ASCI whips up crypto hype

new Delhi The advertising regulator said that ads for digital assets must prominently display that trading in them can be “highly risky”, and that celebrities should do their due diligence before appearing in these ads.

These are among the guidelines issued by the Advertising Standards Council of India (ASCI) on Wednesday for all virtual digital assets (VDAs) except currencies.

As of April 1, any advertising of digital assets that is carried on print, TV, audio or digital platforms must carry the following warning: “Crypto products and NFTs are unregulated and can be highly risky. There can be no regulatory recourse for the loss.”

The disclaimer must be prominent and unacceptable. The description includes rules on font size, background, voice overs, captions and use of languages, among other aspects.

ASCI’s new rules aim to prevent companies from making misleading claims about returns from crypto assets to entice investors. The popularity of crypto assets and virtual currencies has also prompted fraudsters to promote fraudulent cryptocurrency schemes.

India’s central bank has repeatedly voiced its concerns over the trading of crypto assets, comparing it to Ponzi schemes and the Dutch tulip bulb market bubble. While the Reserve Bank of India has described the private digital token as having no inherent value and being worthless, it plans to launch a digital rupee in the next financial year to promote financial inclusion.

The guidelines also prohibit the use of the terms “currency”, “securities”, “custodian” and “depository”, as consumers associate these with regulated products.

A virtual digital asset is any information, number, token or code that is not currency and is generated by cryptographic means. They can include NFTs, a kind of unique digital asset, without a tangible form, such as a unique digital work of art. ASCI’s guidelines were issued after detailed consultations with the government as well as the digital asset industry, as the government proposed a 30% tax on profits from trades in cryptocurrencies.

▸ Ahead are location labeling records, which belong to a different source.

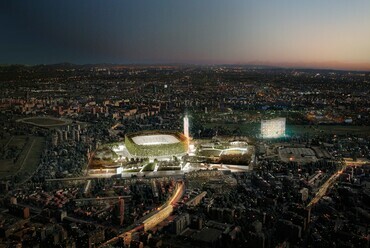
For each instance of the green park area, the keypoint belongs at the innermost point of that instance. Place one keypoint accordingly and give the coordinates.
(45, 121)
(20, 156)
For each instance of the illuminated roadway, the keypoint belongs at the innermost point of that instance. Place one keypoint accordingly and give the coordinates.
(324, 188)
(180, 189)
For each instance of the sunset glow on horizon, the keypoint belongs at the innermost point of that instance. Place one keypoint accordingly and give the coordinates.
(288, 33)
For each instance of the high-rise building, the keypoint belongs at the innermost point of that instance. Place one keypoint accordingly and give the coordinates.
(186, 126)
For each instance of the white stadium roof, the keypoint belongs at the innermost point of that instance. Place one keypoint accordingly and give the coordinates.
(155, 139)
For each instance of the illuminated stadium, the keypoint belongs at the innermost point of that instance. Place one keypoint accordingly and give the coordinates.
(156, 144)
(273, 128)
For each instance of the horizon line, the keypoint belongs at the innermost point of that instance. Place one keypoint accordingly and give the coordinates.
(365, 67)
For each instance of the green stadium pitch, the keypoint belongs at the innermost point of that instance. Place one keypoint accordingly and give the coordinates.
(156, 143)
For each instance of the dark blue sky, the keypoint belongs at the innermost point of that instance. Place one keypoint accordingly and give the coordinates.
(317, 33)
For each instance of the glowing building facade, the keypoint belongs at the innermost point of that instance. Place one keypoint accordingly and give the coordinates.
(186, 126)
(273, 128)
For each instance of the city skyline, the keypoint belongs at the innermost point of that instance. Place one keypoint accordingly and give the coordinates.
(315, 34)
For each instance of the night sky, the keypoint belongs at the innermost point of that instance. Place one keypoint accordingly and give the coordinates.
(308, 33)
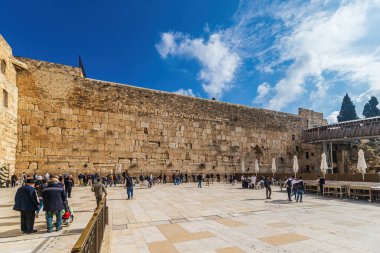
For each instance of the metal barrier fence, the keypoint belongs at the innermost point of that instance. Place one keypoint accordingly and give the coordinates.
(91, 238)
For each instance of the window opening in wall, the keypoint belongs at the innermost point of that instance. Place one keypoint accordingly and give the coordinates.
(3, 66)
(5, 98)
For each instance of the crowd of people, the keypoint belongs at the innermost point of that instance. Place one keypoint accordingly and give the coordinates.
(50, 193)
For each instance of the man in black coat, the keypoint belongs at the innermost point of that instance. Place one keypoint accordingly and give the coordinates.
(69, 183)
(54, 202)
(26, 202)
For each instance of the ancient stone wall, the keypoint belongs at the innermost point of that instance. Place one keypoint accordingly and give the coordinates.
(314, 119)
(8, 108)
(68, 123)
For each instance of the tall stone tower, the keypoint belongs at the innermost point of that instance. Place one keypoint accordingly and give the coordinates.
(8, 109)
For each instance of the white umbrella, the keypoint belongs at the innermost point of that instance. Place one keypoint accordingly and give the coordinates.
(257, 167)
(324, 165)
(362, 166)
(242, 167)
(295, 166)
(273, 166)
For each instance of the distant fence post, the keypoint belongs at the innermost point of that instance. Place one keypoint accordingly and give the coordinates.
(90, 241)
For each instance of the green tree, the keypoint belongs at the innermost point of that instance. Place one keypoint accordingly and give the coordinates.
(370, 109)
(347, 111)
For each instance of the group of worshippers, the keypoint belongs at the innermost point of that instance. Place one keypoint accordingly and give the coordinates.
(50, 194)
(295, 188)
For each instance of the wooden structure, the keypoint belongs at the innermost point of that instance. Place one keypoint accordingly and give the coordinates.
(355, 129)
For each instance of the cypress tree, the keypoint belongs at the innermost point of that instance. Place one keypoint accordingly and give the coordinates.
(370, 109)
(347, 111)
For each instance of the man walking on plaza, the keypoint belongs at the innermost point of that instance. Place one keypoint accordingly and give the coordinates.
(54, 202)
(321, 181)
(300, 190)
(99, 189)
(69, 183)
(268, 188)
(26, 203)
(288, 184)
(200, 178)
(13, 180)
(129, 185)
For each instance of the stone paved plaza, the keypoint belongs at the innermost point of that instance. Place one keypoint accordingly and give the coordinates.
(224, 218)
(216, 218)
(12, 239)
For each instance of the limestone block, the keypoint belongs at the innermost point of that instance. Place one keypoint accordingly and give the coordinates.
(54, 130)
(33, 166)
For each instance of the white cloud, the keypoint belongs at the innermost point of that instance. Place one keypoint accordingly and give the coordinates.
(263, 91)
(188, 92)
(312, 51)
(332, 118)
(322, 37)
(218, 62)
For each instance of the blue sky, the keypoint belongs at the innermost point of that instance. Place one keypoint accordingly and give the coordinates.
(271, 54)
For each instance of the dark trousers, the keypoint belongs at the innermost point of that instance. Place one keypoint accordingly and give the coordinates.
(289, 190)
(98, 200)
(27, 221)
(68, 191)
(268, 192)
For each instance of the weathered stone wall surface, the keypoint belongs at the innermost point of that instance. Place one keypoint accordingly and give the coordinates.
(314, 119)
(69, 123)
(8, 109)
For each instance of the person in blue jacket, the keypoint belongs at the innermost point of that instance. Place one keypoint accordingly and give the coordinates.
(54, 202)
(26, 203)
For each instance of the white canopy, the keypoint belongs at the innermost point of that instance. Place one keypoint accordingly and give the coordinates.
(273, 166)
(257, 166)
(295, 166)
(324, 165)
(242, 167)
(362, 166)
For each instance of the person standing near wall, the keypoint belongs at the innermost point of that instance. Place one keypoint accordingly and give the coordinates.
(268, 187)
(69, 183)
(54, 199)
(321, 181)
(99, 189)
(14, 180)
(26, 203)
(129, 185)
(288, 184)
(300, 190)
(200, 178)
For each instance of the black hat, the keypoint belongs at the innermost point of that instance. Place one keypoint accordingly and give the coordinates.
(30, 181)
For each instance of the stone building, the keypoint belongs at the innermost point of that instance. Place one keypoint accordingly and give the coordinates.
(69, 123)
(8, 108)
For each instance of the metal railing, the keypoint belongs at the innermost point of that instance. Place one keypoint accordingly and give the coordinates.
(90, 241)
(363, 128)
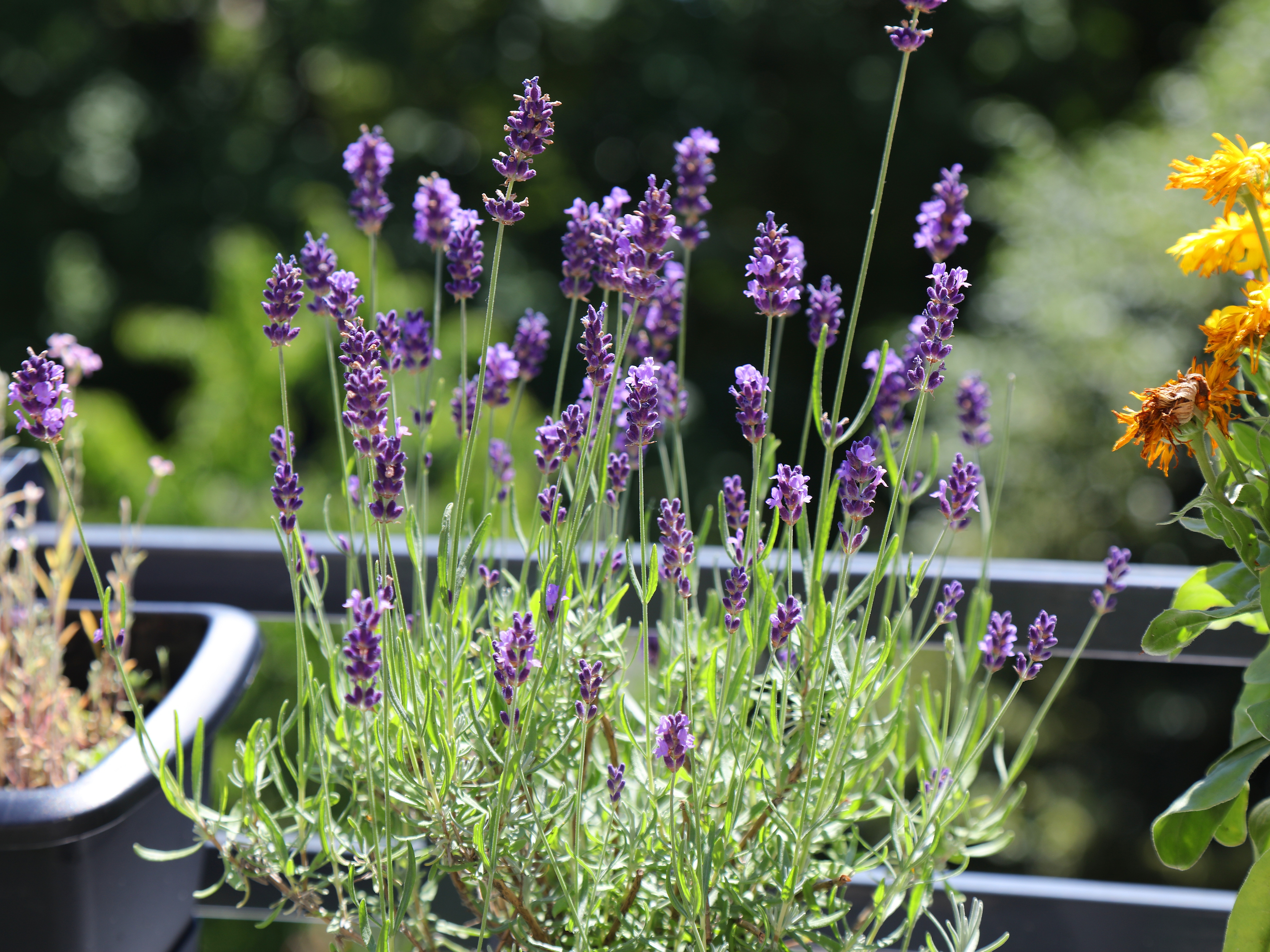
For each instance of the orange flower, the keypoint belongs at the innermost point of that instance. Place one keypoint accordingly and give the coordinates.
(1203, 393)
(1233, 167)
(1233, 329)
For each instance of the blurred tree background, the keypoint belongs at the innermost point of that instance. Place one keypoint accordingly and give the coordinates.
(158, 153)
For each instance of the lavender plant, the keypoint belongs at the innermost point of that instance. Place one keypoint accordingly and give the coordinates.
(624, 742)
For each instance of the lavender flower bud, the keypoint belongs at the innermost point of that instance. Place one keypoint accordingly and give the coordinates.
(694, 171)
(465, 252)
(957, 494)
(825, 310)
(44, 398)
(943, 221)
(318, 263)
(999, 643)
(673, 740)
(367, 160)
(531, 343)
(789, 494)
(748, 393)
(973, 400)
(284, 291)
(435, 206)
(775, 272)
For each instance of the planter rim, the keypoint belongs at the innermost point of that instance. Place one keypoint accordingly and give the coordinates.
(217, 677)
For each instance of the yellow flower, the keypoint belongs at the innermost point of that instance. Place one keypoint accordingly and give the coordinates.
(1230, 245)
(1233, 167)
(1203, 391)
(1239, 327)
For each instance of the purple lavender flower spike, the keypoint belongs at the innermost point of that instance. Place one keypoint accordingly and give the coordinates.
(953, 593)
(579, 249)
(694, 171)
(550, 499)
(590, 678)
(501, 370)
(775, 272)
(435, 206)
(789, 494)
(677, 545)
(906, 37)
(943, 221)
(284, 291)
(389, 332)
(369, 160)
(1042, 643)
(784, 621)
(608, 227)
(362, 651)
(999, 643)
(416, 346)
(596, 346)
(616, 784)
(957, 494)
(44, 398)
(318, 263)
(973, 400)
(673, 740)
(1118, 570)
(464, 412)
(502, 464)
(642, 404)
(79, 360)
(465, 252)
(530, 343)
(748, 393)
(735, 587)
(825, 310)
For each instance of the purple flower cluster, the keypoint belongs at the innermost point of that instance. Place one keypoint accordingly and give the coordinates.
(284, 291)
(318, 263)
(416, 346)
(590, 678)
(369, 160)
(999, 641)
(642, 243)
(789, 494)
(825, 312)
(502, 464)
(513, 662)
(1042, 643)
(957, 494)
(286, 489)
(465, 252)
(694, 171)
(529, 130)
(530, 343)
(973, 400)
(748, 393)
(943, 221)
(673, 740)
(784, 621)
(775, 270)
(44, 398)
(435, 206)
(362, 647)
(1118, 570)
(925, 368)
(677, 545)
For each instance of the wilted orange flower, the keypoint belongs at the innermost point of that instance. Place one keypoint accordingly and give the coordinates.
(1230, 245)
(1233, 167)
(1203, 391)
(1233, 329)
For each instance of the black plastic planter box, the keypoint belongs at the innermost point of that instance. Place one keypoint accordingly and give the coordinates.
(69, 878)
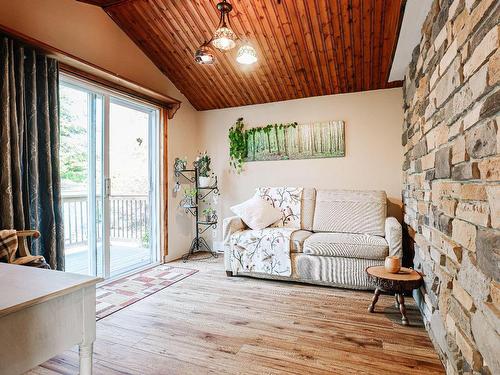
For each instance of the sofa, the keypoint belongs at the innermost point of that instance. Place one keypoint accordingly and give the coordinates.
(342, 232)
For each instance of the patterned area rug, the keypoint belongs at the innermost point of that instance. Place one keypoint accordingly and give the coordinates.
(122, 293)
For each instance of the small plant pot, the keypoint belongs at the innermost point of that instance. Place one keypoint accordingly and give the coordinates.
(392, 264)
(204, 181)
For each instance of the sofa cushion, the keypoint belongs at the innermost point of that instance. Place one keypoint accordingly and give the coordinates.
(347, 245)
(349, 211)
(256, 213)
(297, 240)
(308, 203)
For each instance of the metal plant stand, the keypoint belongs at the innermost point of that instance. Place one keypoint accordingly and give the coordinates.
(191, 206)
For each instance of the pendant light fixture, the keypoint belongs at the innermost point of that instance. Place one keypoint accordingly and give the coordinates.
(224, 39)
(246, 55)
(204, 55)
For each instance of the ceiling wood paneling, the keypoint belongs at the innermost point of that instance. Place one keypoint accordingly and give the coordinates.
(305, 47)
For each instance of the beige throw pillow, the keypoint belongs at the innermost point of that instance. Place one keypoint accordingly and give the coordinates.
(256, 213)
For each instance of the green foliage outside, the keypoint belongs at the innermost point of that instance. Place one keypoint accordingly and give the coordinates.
(73, 151)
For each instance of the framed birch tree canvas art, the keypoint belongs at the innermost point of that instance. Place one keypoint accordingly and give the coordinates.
(285, 142)
(296, 141)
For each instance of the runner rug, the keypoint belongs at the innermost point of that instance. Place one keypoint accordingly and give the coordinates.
(121, 293)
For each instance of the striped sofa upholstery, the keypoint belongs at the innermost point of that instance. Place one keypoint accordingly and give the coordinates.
(342, 233)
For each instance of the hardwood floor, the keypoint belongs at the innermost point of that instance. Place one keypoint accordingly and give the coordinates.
(211, 324)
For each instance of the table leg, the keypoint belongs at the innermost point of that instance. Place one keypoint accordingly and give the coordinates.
(86, 351)
(374, 300)
(402, 308)
(396, 304)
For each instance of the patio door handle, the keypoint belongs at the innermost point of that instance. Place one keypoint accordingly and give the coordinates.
(107, 187)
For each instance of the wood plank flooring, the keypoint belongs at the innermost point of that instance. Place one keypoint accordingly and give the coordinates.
(211, 324)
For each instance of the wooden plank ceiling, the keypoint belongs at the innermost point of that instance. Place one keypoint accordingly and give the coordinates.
(305, 47)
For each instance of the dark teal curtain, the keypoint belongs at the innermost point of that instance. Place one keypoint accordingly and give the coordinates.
(30, 187)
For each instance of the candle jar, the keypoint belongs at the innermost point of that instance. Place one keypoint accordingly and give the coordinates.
(392, 264)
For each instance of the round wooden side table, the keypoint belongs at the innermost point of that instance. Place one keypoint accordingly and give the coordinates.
(404, 281)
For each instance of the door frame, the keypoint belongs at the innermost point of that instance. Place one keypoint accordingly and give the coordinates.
(156, 165)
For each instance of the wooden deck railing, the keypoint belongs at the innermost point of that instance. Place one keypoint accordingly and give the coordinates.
(129, 218)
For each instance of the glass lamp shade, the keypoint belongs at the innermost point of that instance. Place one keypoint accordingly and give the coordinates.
(246, 55)
(204, 55)
(224, 39)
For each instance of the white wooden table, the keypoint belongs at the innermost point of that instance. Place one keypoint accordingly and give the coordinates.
(42, 314)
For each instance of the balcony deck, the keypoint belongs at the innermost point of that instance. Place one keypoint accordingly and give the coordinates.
(124, 256)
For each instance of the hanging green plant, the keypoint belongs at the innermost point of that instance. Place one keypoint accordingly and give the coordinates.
(238, 148)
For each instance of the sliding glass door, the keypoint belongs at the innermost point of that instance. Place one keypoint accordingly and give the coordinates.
(109, 145)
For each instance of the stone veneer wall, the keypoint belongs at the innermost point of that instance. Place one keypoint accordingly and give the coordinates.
(451, 188)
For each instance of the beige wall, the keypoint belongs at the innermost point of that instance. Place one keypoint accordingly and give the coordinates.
(373, 146)
(87, 32)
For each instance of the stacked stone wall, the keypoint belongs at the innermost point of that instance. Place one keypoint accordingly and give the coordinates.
(451, 174)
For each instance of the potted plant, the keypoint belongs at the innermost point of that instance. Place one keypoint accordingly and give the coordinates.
(189, 198)
(203, 165)
(209, 214)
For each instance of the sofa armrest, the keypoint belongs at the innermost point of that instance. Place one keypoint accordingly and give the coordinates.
(231, 225)
(394, 236)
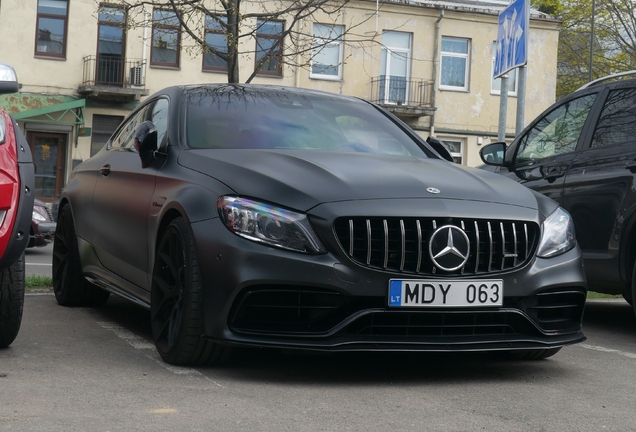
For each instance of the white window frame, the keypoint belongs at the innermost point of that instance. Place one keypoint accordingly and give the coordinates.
(321, 42)
(459, 154)
(448, 54)
(512, 75)
(407, 53)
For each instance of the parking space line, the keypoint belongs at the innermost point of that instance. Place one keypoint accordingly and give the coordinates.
(608, 350)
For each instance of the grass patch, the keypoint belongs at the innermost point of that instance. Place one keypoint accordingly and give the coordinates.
(33, 282)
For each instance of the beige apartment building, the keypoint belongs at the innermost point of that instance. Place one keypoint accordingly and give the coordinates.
(429, 62)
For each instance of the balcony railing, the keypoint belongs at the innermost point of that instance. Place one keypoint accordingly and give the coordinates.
(113, 71)
(113, 77)
(412, 97)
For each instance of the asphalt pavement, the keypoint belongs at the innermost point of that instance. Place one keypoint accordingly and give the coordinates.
(96, 369)
(38, 260)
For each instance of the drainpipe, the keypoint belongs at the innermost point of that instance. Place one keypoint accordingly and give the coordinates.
(435, 66)
(143, 46)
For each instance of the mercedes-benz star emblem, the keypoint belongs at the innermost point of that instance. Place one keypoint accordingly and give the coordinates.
(449, 248)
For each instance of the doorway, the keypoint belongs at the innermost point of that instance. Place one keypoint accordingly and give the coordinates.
(49, 159)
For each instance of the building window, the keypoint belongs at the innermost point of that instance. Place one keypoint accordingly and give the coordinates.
(269, 47)
(454, 65)
(395, 63)
(456, 149)
(215, 38)
(52, 23)
(103, 128)
(495, 84)
(166, 39)
(326, 56)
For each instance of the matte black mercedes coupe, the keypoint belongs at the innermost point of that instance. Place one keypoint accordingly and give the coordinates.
(268, 216)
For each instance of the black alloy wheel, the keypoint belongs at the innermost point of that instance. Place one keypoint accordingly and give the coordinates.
(69, 285)
(11, 301)
(175, 301)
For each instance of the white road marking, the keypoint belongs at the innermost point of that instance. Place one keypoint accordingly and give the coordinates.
(608, 350)
(150, 350)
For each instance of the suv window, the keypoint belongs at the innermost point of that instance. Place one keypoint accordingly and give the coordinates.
(556, 133)
(617, 123)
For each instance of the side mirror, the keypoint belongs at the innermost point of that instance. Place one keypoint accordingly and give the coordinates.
(440, 148)
(146, 142)
(8, 79)
(493, 154)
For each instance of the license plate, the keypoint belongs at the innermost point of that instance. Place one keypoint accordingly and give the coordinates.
(445, 293)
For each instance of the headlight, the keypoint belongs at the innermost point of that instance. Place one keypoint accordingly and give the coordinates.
(264, 223)
(557, 236)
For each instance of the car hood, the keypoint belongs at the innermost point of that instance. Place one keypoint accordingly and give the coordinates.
(302, 179)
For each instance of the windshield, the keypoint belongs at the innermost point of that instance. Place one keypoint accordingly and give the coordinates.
(253, 117)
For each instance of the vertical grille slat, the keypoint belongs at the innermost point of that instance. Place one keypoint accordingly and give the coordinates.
(476, 247)
(514, 239)
(403, 235)
(491, 248)
(385, 225)
(368, 242)
(403, 244)
(503, 246)
(419, 246)
(351, 237)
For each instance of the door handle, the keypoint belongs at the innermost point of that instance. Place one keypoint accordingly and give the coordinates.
(105, 170)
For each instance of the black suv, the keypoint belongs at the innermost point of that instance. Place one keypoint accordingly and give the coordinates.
(582, 153)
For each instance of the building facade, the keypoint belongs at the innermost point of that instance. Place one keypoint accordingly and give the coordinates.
(83, 67)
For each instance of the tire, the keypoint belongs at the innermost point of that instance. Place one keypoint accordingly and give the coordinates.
(627, 294)
(175, 308)
(529, 354)
(11, 301)
(69, 285)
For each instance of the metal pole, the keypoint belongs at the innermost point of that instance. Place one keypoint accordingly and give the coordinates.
(503, 108)
(521, 99)
(592, 41)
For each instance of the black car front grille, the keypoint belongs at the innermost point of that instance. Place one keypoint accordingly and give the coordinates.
(441, 324)
(402, 244)
(286, 311)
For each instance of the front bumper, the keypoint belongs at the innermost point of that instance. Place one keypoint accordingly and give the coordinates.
(254, 295)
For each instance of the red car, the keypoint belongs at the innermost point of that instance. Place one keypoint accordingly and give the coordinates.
(16, 207)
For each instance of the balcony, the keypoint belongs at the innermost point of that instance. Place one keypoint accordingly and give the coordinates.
(406, 98)
(112, 78)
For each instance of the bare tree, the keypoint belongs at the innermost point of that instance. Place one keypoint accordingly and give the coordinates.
(239, 21)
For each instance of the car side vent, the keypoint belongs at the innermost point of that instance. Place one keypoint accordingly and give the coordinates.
(402, 244)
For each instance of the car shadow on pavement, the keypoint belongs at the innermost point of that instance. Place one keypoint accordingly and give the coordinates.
(612, 316)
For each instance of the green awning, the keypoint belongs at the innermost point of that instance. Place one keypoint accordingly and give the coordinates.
(55, 113)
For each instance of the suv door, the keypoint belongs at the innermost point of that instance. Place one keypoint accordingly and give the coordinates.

During the last season of the widely watched Indian Premier League cricket tournament in India, the government and advertising regulator caught the attention of cryptocurrency exchanges when they started splurging on advertising.

The advertising regulator said any advertising minor for VDA products or exchanges, or any person who appears to be a minor, is directly dealing with the product or talking about the product. Neither ad may depict VDA products or VDA merchandise as solutions to money problems, “personality problems”, or make statements promising or guaranteeing profits.

Nothing in the advertisement should mitigate the risks associated with the category, the ASCI said. VDA products cannot be compared to any asset class that is regulated.

Keyur Patel, president and co-founder of NFT marketplace GuardianLink, agreed that crypto as an investment class was more volatile than stocks or real estate.

“NFT is not a financial asset, but a digital asset associated with sports, entertainment and arts. Its inherent value is either in art or utility. Therefore, buyers of NFTs do not buy because there is immediate profit but because of their affinity towards celebrities or personalities. Since crypto is purely a trading asset for investment, aggressive education is needed to ensure that returns expectations for buyers are not skewed by hype and unrealistic aspirations,” he said.